The garden was overgrown, the house was dated, and there were entire rooms with nothing to write home about.
But even then, you could feel it - the bones were incredible.
'We'd lived interstate in St Kilda, Balmain and Subiaco - inner-city, trendy - and I said to Karen: 'Let's look at North Adelaide or Norwood, somewhere like that',' Ish told
The home, nicknamed Sundance, had been designed in 1960 by celebrated South Australian architect Newell Platten, a visionary who wove nature into every line and surface.
But by the late 2000s, decades without a major overhaul had left it looking tired, its mid-century magic buried under peeling finishes and forgotten corners.
That all changed in 2010, when Ish and Karen decided to take on one of the biggest projects of their lives.
The couple purchased the home for $835,000 in 2010, and it is currently listed for sale for $2.5million.
They worked with one of Platten's own protégés to bring the property back to life - without losing the soul that made it special in the first place.
The renovation was meticulous.
Out went the faded carpets and worn cabinetry; in came bespoke timber joinery, natural stone surfaces, and a layout that invited light to flood through walls of glass.
Subtle extensions created new spaces without disturbing the original flow.
The once-neglected garden was reimagined by landscape designer Simon Brown of Taylor Cullity Lethlean, turning tangled bush into a living, edible work of art.
Today, Sundance is a solar passive home that works with the seasons, not against them - one of the first of its kind in South Australia, now upgraded with double glazing, solar panels, battery storage and rainwater tanks.
The transformation is as much about atmosphere as aesthetics.
Step inside and the first thing you notice is how the outside follows you in.
The slate floors are cool underfoot in summer and warmed by sunlight in winter.
Sundance's open-plan kitchen, living and dining space blurs into a pergola-framed terrace, while picture windows capture mist rising from the nearby lake.
The grounds are a world of their own.
Rows of citrus trees sit alongside heritage apple varieties, figs, plums, mulberries, and a sprawling kitchen garden that feeds the household year-round.
Free-range hens roam beneath the gums, while koalas, rosellas and ducks drift through as if the place is theirs.

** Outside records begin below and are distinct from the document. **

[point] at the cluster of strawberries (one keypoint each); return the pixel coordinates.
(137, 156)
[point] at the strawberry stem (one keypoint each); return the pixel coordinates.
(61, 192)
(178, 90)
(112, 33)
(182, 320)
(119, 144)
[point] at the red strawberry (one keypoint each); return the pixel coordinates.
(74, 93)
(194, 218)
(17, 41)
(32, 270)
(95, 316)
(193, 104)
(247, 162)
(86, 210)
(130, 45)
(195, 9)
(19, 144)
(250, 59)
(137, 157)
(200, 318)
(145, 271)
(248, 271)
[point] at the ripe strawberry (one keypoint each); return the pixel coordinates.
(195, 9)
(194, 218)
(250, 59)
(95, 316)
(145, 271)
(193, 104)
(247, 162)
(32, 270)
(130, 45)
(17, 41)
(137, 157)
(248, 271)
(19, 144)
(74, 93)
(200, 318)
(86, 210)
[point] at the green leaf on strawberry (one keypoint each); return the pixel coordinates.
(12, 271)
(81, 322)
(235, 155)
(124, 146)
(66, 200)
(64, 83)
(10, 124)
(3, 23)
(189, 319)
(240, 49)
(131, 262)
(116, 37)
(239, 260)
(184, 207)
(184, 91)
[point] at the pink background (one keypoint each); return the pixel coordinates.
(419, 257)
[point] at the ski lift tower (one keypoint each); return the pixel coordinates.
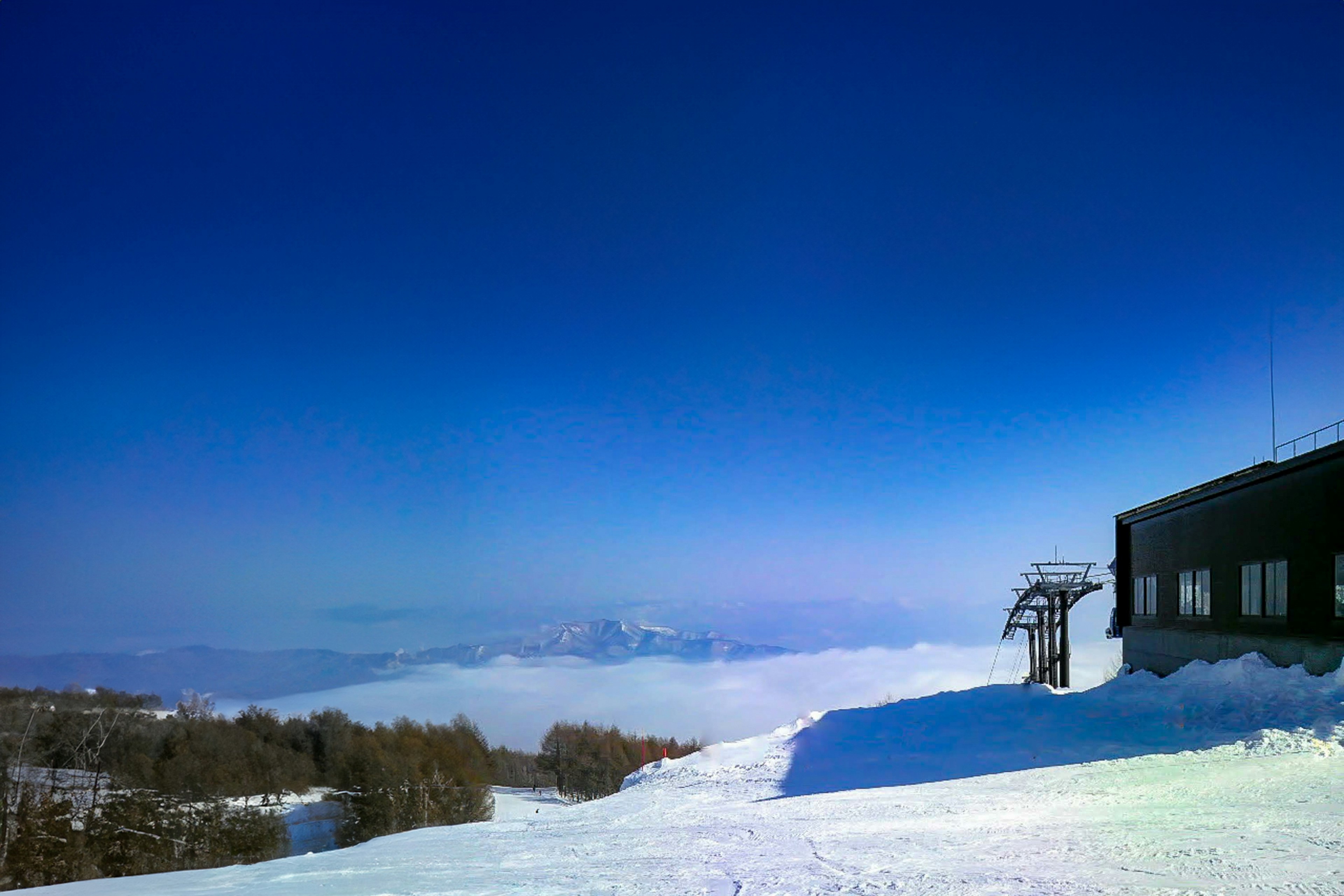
(1042, 612)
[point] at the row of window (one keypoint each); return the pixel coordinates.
(1264, 592)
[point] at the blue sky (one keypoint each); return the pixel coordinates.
(396, 326)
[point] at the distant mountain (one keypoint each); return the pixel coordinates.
(257, 675)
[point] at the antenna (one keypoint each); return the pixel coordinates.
(1273, 417)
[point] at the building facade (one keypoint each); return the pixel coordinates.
(1249, 562)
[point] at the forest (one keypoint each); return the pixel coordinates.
(104, 784)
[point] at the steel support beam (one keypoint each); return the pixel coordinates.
(1064, 640)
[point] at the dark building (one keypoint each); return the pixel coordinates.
(1249, 562)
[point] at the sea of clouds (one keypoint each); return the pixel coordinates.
(515, 702)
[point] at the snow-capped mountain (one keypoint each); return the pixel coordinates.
(257, 675)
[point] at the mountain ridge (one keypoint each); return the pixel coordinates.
(259, 675)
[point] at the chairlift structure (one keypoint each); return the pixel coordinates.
(1042, 612)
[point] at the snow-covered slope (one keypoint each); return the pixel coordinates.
(1227, 780)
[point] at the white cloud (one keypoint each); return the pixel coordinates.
(515, 700)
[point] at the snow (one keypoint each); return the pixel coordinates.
(517, 700)
(1224, 778)
(525, 804)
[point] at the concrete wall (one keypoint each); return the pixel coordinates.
(1166, 651)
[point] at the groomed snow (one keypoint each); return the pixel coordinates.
(1222, 780)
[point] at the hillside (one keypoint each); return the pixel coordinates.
(1222, 778)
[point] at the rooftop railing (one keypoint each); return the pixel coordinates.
(1331, 436)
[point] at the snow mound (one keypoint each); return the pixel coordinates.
(1246, 705)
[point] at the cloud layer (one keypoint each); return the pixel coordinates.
(515, 700)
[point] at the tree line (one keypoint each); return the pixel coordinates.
(590, 762)
(105, 784)
(99, 785)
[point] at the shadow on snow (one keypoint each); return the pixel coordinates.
(1014, 727)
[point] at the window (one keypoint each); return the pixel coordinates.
(1276, 589)
(1146, 596)
(1339, 586)
(1194, 593)
(1265, 589)
(1252, 592)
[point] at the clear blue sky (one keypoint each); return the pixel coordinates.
(378, 326)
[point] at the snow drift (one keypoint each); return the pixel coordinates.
(1244, 801)
(1002, 729)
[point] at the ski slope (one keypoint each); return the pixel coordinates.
(1221, 780)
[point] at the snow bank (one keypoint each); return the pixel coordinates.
(1002, 729)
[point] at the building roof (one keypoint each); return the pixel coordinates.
(1230, 483)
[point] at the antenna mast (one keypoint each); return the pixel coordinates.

The incredible home is only a 23-minute drive from the CBD, but you wake up to birdsong and light filtering through the trees.

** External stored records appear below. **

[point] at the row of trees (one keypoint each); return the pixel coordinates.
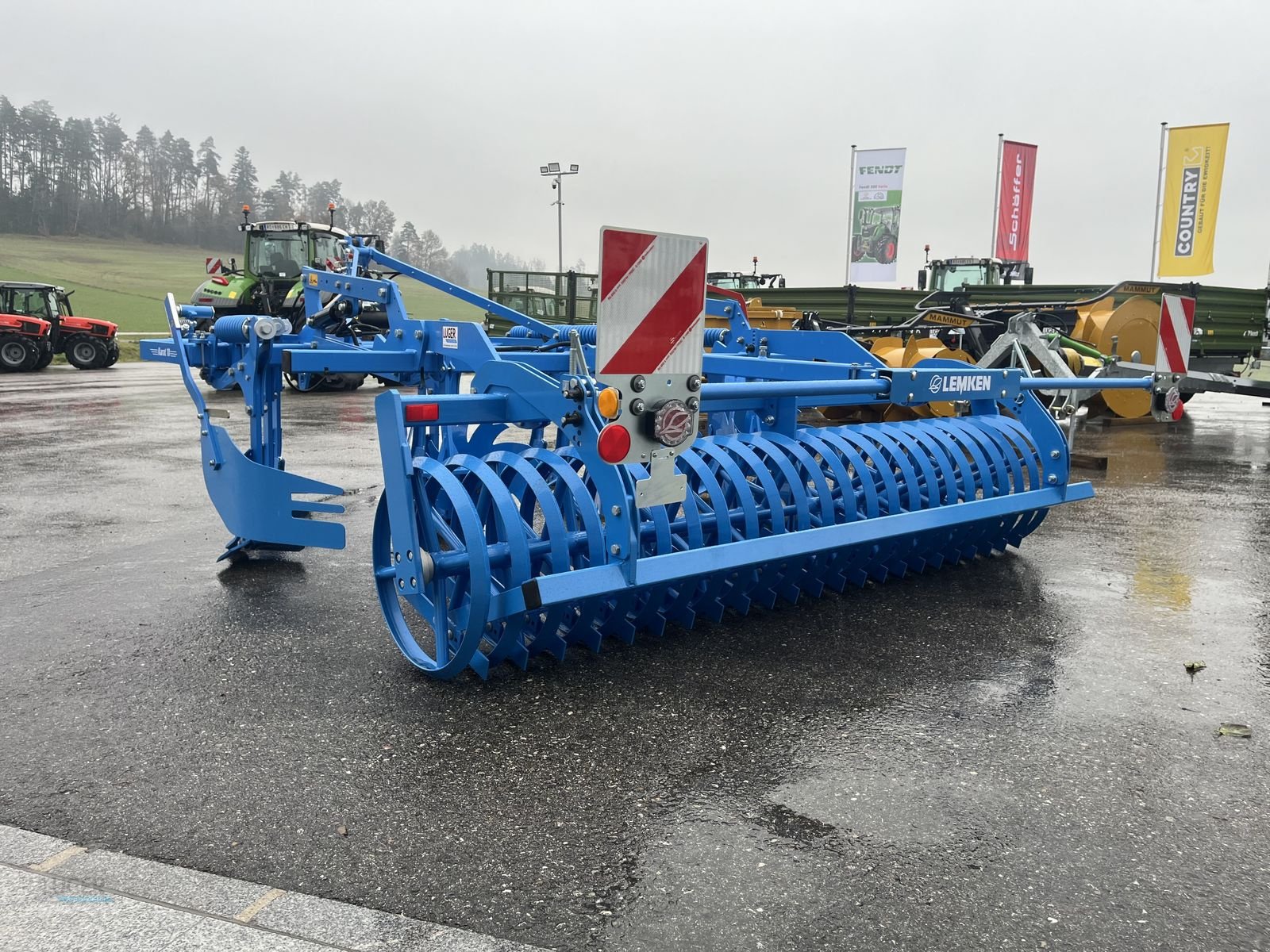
(89, 177)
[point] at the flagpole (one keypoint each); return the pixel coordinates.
(996, 196)
(1160, 188)
(851, 211)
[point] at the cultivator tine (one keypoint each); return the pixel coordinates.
(258, 503)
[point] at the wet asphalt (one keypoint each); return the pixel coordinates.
(1001, 754)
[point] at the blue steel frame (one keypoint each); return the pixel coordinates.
(756, 382)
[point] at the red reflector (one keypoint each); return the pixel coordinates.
(422, 413)
(615, 443)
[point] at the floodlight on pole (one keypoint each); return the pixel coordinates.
(554, 171)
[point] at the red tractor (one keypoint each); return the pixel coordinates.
(37, 323)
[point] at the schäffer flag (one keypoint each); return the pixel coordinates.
(1193, 188)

There's space for just about every mood or moment: four bedrooms, a retreat, a library, a mudroom, courtyard, rumpus room, and multiple fire pits for long evenings outdoors.

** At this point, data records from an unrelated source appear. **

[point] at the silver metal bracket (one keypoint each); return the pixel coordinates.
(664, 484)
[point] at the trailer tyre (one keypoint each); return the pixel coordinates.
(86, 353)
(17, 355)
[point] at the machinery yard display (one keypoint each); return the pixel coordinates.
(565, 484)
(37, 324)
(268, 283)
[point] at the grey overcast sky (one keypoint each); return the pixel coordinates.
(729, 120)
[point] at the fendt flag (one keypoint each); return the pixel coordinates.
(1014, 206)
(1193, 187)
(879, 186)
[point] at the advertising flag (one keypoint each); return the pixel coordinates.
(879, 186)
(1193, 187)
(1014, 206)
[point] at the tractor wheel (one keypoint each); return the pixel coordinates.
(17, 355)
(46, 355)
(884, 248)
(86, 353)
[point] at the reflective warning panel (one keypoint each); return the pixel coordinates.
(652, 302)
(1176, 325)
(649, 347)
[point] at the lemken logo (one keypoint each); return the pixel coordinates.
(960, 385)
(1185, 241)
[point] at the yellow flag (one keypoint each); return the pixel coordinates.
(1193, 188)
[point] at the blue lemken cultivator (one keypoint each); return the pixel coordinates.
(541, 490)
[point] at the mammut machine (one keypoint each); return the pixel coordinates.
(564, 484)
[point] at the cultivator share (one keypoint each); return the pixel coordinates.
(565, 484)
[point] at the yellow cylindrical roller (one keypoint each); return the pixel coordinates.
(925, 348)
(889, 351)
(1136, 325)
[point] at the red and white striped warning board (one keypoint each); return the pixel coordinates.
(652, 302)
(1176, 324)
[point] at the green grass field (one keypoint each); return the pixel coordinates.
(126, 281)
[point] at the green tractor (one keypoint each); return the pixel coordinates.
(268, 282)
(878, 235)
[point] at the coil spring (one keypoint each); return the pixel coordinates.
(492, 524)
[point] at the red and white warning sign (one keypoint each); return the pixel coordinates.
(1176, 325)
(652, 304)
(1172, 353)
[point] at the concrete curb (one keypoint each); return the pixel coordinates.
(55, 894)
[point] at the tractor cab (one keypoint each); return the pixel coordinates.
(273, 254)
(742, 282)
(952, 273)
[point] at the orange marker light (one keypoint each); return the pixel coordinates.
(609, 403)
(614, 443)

The couple, whose children have now grown and left home, are ready to pass it on to the next custodians.
'I'm sad to be selling, but I look forward to riding past it down the track and hearing people laughing in the garden, parents playing with their children, smelling a barbecue or seeing a gathering by the fire and hearing people really enjoying it, because it's the perfect house for families,' Ish said.